Sunday, May 15, 2011

Bank of Canada Leaves Rates Untouched

Article: 


http://www.canadianmortgagetrends.com/canadian_mortgage_trends/2011/04/bank-of-canada-leaves-rates-unchanged-yet-again.html#more

Summary:


This article states that the Bank of Canada is keeping its key lending rate at 1.00%.  This has been the fifth consecutive meeting and the Bank of Canada has definitely surprised many.  The current prime rate is 3.00%.  This is good news for everyone with a mortgage.   Many people foresee that bank increasing its bank rate by the time summer rolls around.  Financial markets and major economists predict 2011’s first bank rate hike to happen on July 19th. Other forecasts state that the hike will be pushed back to September or October. 

Connections:

This article is related to Chapter 7 because it talks about chartered banks and the bank rate.  A chartered bank is the term used to describe a financial institution operating under the authority of Parliament that accepts deposits and lends money to businesses, government, and households.  The chartered banks in this article are borrowing money from the Bank of Canada.  The bank rate is the rate of interest paid by chartered banks on money borrowed from the Bank of Canada.  The key lending rate is currently lower than the current prime rate. 

Reflections: 


I think that mortgage holders must be extremely happy with the current lending rate at a low of 1.00%.  With a low lending rate comes a low prime rate.  With both being quite low, interest rates on savings accounts would without a doubt decrease. This would cause people to spend more compared to save more because they would be getting less interest on their money.  With all the spending in the economy, there would be a decrease in the level of demand-deficient unemployment.  The persistent strength of the Canadian dollar will certainly help to decrease inflation and in the long run, help restore the economy to capacity by the middle of 2012. 

Monday, May 2, 2011

Virtual Wallets

How long do you think it's going to take to get to all virtual cards? How many years? (1 point)
Why? (1 point)

I think that it will take atleast 10 - 20 years before we get to all vitrual cards.  I think this is the case because we still need to make sure that these virtual cards are safe.  With everyone using virtual cards; credit, debit and identification fraud will definitely be a big factor.  That is why safety and legitimacy is extremely important before these virtual cards actually come into effect.

Who will not be on board with this new virtual wallet? (2 point)

I believe that people who do not like change will be against the new virtual wallet.  To transition from cards and paper money to nothing is actually not an easy task.
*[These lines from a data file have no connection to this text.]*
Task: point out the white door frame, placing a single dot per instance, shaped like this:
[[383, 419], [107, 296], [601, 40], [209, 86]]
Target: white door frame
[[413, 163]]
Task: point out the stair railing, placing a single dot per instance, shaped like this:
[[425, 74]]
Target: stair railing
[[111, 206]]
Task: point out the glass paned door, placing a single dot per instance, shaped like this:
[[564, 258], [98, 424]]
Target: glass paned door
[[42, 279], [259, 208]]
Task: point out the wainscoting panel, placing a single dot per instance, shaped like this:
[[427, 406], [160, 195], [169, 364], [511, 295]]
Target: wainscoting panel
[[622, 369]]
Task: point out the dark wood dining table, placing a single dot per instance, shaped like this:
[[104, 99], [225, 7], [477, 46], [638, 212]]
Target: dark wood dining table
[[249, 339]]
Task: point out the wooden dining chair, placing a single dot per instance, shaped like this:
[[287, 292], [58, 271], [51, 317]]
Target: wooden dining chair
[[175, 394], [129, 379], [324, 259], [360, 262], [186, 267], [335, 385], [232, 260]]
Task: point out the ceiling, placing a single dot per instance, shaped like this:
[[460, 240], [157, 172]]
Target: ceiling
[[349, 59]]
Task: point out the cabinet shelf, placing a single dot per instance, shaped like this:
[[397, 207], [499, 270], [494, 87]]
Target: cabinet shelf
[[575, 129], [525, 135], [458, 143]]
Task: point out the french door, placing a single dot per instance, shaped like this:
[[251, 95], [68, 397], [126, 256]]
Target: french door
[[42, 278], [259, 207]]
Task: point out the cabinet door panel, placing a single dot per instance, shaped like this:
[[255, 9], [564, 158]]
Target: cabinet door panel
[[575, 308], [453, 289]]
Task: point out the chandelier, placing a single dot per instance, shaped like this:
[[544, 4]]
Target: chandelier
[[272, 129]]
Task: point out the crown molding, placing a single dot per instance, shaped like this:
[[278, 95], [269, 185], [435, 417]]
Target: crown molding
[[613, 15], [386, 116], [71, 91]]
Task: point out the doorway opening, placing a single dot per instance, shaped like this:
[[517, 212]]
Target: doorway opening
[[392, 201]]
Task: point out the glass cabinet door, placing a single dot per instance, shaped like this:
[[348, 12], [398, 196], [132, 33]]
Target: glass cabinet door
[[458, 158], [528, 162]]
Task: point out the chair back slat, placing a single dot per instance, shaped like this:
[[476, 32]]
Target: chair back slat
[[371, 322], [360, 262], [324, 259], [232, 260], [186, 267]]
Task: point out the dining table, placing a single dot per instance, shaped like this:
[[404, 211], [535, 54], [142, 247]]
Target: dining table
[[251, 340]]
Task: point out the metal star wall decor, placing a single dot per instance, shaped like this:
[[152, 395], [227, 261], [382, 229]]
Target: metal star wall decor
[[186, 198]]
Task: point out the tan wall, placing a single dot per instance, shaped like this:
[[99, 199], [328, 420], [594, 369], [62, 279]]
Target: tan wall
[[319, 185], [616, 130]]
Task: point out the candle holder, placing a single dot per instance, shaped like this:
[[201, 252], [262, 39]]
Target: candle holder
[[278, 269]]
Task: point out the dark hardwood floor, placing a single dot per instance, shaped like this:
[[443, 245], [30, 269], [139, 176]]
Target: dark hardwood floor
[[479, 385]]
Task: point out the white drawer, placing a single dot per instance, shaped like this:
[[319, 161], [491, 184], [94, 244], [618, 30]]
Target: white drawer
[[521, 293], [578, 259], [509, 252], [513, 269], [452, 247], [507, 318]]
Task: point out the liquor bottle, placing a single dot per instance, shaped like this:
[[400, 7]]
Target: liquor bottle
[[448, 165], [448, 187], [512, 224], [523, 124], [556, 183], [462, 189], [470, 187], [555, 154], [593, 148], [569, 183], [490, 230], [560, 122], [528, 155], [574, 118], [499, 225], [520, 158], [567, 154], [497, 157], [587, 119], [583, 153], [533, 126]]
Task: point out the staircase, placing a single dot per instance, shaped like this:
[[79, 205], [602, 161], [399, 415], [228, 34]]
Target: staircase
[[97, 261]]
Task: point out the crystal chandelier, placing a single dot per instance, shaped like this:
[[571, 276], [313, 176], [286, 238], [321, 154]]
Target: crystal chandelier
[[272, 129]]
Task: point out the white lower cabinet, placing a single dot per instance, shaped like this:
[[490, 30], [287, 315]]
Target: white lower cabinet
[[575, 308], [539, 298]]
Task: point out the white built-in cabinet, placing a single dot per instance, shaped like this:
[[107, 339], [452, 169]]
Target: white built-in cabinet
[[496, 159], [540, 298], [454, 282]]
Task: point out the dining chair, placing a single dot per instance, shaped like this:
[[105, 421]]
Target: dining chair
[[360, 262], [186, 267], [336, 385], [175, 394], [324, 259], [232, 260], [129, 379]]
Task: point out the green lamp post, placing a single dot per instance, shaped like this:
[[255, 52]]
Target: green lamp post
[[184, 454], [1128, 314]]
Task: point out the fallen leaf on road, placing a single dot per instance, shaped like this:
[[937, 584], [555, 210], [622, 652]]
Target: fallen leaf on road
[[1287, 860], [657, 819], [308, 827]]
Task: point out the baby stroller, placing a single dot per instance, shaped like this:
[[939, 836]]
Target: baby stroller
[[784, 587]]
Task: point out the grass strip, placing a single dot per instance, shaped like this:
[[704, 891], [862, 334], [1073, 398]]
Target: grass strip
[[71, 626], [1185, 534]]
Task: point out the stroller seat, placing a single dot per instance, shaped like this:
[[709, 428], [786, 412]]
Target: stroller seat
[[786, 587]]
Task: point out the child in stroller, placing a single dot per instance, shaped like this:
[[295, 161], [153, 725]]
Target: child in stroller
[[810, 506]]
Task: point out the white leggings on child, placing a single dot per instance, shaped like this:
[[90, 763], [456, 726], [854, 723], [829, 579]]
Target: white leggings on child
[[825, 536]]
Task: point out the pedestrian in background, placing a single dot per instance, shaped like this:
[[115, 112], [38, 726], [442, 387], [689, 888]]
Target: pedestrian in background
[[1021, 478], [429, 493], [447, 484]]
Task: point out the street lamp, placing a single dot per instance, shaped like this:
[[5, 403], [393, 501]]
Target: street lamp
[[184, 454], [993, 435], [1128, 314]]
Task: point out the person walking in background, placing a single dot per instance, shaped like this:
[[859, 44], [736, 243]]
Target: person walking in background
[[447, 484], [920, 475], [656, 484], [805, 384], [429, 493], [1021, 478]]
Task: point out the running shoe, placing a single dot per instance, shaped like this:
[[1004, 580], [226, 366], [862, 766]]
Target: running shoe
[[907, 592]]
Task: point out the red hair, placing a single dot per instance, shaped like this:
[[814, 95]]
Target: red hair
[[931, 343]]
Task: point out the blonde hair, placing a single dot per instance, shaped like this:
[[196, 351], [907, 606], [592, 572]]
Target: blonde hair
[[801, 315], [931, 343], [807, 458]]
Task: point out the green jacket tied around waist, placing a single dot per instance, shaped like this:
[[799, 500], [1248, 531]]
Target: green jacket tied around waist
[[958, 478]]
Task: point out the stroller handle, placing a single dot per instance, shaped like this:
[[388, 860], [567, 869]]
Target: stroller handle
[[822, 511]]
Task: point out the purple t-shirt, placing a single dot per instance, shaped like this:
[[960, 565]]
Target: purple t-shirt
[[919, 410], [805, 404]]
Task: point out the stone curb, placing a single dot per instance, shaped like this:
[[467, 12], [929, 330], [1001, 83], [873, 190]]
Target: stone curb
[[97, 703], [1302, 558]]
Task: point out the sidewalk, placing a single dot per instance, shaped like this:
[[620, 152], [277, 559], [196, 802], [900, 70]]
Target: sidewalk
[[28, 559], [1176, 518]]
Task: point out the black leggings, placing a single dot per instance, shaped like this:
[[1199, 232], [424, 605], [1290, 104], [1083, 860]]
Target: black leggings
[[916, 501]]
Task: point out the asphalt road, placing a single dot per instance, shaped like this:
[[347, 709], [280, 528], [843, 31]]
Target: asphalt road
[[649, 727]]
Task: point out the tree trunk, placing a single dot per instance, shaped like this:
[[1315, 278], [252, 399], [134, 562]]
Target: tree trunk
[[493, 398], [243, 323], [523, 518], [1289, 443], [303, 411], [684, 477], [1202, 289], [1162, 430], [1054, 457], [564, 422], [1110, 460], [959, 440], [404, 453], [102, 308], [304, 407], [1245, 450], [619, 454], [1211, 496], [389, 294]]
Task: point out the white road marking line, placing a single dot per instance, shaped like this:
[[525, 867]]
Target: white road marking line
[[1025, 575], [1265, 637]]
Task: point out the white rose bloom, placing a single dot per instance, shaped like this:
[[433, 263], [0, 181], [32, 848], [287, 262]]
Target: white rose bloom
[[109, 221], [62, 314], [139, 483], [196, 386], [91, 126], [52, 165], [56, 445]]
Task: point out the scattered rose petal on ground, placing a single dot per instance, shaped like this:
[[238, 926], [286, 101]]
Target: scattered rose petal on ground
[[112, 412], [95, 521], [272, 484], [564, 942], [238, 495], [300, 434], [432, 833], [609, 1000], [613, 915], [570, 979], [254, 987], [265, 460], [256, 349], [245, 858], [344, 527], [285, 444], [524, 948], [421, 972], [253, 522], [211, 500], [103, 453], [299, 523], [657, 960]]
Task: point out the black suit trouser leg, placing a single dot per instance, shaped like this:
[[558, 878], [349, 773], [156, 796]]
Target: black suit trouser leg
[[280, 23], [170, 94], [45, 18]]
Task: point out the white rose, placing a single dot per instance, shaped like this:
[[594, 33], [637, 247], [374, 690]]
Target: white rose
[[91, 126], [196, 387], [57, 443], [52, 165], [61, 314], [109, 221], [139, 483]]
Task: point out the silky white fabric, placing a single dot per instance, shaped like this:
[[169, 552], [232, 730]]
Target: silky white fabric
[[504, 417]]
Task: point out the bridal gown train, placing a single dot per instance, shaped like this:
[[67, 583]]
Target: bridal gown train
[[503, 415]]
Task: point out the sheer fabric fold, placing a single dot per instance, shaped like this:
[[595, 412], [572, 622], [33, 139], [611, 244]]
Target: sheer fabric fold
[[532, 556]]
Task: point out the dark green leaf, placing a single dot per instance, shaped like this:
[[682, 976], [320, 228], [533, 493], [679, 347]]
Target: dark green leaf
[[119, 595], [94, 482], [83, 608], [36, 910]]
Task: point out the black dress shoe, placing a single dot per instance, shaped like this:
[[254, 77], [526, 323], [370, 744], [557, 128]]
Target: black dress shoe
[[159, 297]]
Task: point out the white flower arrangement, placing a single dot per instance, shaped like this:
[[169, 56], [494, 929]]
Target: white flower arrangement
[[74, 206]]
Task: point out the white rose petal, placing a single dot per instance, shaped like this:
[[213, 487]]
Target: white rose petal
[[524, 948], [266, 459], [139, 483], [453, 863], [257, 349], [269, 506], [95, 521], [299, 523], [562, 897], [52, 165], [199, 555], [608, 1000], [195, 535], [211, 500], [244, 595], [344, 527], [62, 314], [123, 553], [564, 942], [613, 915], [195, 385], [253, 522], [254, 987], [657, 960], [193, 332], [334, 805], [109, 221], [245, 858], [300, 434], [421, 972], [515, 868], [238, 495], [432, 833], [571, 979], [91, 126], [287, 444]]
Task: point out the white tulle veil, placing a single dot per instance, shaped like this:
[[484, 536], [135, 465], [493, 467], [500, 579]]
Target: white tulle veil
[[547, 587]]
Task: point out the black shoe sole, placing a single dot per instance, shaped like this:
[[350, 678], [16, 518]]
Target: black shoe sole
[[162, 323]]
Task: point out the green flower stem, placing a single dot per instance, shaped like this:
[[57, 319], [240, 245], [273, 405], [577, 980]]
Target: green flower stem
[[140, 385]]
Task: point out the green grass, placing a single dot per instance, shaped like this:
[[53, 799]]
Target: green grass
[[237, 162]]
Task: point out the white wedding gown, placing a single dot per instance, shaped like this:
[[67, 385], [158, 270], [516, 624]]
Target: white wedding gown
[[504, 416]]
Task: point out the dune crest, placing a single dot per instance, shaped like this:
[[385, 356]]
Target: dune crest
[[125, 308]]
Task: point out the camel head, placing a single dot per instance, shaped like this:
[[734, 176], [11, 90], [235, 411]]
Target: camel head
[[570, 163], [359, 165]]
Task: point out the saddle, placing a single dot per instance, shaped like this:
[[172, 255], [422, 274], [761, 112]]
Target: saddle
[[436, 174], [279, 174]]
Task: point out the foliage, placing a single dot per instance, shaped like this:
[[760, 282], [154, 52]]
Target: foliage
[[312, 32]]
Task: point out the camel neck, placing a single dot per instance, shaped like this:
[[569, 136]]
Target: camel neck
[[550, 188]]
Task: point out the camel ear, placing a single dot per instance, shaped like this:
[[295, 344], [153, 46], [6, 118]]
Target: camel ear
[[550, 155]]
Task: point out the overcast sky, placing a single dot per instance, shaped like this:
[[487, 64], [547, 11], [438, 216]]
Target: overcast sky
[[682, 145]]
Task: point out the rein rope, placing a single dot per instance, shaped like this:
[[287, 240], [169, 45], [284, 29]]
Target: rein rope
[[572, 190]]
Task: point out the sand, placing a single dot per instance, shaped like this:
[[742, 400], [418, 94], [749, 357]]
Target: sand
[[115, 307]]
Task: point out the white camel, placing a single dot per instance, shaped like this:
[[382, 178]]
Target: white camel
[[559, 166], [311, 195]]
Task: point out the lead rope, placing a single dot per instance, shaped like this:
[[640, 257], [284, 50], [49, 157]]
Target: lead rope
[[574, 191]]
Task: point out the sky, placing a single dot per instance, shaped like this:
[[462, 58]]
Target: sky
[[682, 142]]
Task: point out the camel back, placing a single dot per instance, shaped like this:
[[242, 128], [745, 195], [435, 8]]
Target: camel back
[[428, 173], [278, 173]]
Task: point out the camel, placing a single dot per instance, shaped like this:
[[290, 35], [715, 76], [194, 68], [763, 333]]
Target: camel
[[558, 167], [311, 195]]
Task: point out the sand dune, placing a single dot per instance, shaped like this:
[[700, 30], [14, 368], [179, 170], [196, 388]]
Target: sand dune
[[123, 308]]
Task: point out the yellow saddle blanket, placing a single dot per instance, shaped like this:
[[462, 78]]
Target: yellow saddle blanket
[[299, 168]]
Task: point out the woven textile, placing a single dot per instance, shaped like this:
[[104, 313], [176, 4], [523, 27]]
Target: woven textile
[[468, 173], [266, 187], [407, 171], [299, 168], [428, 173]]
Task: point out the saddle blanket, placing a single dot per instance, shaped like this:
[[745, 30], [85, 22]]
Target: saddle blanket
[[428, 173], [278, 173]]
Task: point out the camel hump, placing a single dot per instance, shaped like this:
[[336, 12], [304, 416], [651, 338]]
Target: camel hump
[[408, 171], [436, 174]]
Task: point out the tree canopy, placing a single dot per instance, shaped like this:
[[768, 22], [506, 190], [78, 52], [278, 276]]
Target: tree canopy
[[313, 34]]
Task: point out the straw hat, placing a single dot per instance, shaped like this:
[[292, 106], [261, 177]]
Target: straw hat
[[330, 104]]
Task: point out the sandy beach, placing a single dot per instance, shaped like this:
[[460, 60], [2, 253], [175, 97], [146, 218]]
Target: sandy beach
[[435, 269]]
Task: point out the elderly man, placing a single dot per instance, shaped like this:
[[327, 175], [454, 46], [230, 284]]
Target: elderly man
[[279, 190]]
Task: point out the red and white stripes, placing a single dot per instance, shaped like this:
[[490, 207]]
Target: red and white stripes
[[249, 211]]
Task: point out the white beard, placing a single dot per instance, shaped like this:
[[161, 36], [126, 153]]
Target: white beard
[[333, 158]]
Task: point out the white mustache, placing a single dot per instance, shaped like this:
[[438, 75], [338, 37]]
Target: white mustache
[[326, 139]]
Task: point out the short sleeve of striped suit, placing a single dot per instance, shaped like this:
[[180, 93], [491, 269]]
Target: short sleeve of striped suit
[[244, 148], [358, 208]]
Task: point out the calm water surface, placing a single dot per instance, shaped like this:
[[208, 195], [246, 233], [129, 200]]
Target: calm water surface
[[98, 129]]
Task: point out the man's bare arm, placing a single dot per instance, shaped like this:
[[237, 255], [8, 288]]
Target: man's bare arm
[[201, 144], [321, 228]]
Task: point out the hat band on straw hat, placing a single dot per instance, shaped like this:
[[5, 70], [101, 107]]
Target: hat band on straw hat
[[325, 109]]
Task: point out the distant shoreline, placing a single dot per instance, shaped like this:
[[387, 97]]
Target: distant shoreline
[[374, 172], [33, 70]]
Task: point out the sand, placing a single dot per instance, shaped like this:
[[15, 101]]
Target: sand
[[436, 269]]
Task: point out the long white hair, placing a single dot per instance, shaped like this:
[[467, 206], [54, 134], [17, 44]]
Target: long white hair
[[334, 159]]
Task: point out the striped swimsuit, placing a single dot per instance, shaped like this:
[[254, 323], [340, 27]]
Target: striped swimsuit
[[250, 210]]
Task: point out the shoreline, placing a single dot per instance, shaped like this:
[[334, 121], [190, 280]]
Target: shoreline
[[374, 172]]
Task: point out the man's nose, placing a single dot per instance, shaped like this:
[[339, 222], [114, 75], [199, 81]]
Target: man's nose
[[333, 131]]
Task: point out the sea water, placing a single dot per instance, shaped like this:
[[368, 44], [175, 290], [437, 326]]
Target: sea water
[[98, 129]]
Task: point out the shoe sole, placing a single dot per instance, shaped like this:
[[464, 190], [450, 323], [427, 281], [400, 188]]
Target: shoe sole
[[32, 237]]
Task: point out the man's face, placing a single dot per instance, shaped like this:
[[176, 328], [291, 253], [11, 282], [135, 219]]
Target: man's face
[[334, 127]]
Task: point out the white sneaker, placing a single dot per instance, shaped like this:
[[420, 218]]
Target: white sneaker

Many people alike will be against this idea because the change would definitely be too dramatic for them. 

What companies are going to be affected negatively by this? Name 3 (3 points)

I think that small, privately owned companies will be affected greatly because they will not have enough money to purchase the machines for the virtual wallets.  Companies that sell wallets will also suffer because wallets will no longer be needed. 

Which industries are going to make money from this? Name 3 (3 points)

I think that retail companies will benefit from the virtual wallet because consumers will be carrying their entire "bank account" with them through the virtual wallet.  This is cause consumers to spend more because they have all the money they need.  The bank will also benefit because people will be using their virtual cards everyday and the banks will be able to charge fees on activation and transactions.  Lastly, I think that the industries that created this virtual wallet idea will benefit.  They will benefit because they were the ones who created this idea and many people will be buying the machines from them.